La ministre de l’Ecologie, du Développement durable et de l’Energie fait appel de la décision du tribunal administratif de Cergy-Pontoise qui, fin janvier, a donné raison à Total dont le “permis exclusif de recherches de mines d’hydrocarbures liquides ou gazeux” dit “Permis de Montélimar”, avait été abrogé par l’Etat en 2011. Question de cohérence avec la lutte contre le changement climatique et pour la réduction de l’usage des énergies fossiles.

Par son jugement du 28 janvier annulant la décision de l'Etat, en octobre 2011, d'abroger le permis de recherche d’hydrocarbures de schiste dans la région de Montélimar, le tribunal administratif de Cergy-Pontoise a donné raison à Total Gas Shale Europe et Total Exploration et Production France. Ce permis de recherche concerne une superficie de l’ordre de 4500 km2 sur les départements de la Drôme, de l’Ardèche, de l’Hérault, du Vaucluse et du Gard.

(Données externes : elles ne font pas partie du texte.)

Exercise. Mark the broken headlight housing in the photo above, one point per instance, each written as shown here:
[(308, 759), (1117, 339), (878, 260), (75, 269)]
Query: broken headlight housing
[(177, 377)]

Ironie du sort: le pétrolier n'est à ce jour pas en mesure de commencer des recherches puisque le permis, accordé en mars 2010 pour cinq ans, est éteint depuis mars 2015.

La ministre de l’Ecologie, du Développement durable et de l’Energie, Ségolène Royal, fait appel de ce jugement, estimant notamment que, depuis 2011, en plus de la question de la fracturation hydraulique, est intervenue la “loi relative à la transition énergétique pour la croissance verte”. Or, celle-ci “fixe pour objectif de réduire de 30% la consommation d’hydrocarbures d’ici 2030” et rend nécessaire “une révision globale de la politique en matière de d’exploration d’hydrocarbures pour s’inscrire durablement dans la lutte contre le changement climatique”.

“Les énergies fossiles doivent rester dans le sol”

La ministre a également réaffirmé sa "détermination à faire respecter strictement l'interdiction de la fracturation hydraulique dans un objectif de protection de l'environnement et de la santé”.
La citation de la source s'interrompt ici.